Random projection tree similarity metric for SpectralNet
This is an incremental improvement for graph clustering methods, specifically enhancing SpectralNet's performance and efficiency.
The authors tackled the problem of improving SpectralNet's graph clustering by replacing the standard k-nn graph similarity metric with one based on random projection trees (rpTrees), resulting in better clustering accuracy and reduced sensitivity to rpTree parameters like leaf size and projection direction.

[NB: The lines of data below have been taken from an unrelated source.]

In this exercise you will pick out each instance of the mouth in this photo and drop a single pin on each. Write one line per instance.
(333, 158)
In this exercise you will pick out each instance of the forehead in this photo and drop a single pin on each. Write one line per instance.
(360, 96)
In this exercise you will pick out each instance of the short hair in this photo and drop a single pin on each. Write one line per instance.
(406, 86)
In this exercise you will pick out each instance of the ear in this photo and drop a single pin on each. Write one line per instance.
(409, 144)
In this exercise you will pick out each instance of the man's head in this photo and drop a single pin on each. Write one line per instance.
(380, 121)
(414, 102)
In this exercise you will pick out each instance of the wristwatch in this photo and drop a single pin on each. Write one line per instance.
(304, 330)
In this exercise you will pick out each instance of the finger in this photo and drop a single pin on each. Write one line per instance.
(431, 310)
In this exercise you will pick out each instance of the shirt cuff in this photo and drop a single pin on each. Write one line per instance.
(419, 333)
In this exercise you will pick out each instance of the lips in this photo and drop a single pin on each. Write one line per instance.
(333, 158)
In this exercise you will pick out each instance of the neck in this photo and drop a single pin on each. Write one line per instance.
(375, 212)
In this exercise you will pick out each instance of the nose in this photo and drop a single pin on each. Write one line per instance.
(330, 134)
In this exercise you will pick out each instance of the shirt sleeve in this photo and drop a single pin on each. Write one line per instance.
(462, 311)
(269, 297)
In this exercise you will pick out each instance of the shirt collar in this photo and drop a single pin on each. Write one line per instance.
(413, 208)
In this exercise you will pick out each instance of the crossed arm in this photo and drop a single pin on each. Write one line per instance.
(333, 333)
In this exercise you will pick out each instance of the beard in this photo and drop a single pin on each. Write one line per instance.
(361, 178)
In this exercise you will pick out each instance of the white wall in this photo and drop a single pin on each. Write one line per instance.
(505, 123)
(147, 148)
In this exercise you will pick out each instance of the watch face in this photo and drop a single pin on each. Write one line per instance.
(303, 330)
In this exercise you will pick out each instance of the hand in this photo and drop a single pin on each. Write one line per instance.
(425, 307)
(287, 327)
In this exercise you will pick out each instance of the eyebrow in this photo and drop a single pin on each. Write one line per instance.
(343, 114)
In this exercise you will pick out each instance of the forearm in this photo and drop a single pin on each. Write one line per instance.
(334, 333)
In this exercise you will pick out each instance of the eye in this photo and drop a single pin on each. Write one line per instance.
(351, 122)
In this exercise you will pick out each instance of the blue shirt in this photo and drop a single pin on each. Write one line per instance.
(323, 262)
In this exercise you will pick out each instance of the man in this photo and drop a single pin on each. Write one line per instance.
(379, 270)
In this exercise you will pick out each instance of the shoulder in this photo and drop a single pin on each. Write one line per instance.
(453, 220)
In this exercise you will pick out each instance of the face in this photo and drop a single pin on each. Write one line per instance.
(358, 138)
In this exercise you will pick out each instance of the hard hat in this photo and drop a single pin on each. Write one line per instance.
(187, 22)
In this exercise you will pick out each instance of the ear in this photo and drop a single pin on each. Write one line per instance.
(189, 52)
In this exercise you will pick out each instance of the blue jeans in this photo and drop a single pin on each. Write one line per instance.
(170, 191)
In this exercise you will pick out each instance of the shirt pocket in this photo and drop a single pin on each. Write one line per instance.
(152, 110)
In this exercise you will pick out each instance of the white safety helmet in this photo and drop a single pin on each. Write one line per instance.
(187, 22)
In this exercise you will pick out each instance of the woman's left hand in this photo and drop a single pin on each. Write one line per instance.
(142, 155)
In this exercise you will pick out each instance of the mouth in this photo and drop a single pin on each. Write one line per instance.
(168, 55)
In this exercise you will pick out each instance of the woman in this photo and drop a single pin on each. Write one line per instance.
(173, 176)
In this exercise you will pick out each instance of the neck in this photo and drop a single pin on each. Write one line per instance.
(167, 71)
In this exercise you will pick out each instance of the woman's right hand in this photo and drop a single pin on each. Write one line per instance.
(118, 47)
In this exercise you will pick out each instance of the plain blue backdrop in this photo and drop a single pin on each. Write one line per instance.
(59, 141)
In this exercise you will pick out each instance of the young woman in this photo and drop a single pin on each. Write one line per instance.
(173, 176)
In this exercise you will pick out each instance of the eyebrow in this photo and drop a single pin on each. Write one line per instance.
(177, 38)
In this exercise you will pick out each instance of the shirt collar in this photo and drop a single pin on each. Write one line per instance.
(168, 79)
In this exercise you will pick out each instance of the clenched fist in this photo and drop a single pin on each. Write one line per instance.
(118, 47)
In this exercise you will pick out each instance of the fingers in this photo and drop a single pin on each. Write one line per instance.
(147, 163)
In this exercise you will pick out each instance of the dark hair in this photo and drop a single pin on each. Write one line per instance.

SpectralNet is a graph clustering method that uses neural network to find an embedding that separates the data. So far it was only used with $k$-nn graphs, which are usually constructed using a distance metric (e.g., Euclidean distance). $k$-nn graphs restrict the points to have a fixed number of neighbors regardless of the local statistics around them. We proposed a new SpectralNet similarity metric based on random projection trees (rpTrees). Our experiments revealed that SpectralNet produces better clustering accuracy using rpTree similarity metric compared to $k$-nn graph with a distance metric. Also, we found out that rpTree parameters do not affect the clustering accuracy. These parameters include the leaf size and the selection of projection direction. It is computationally efficient to keep the leaf size in order of $\log(n)$, and project the points onto a random direction instead of trying to find the direction with the maximum dispersion.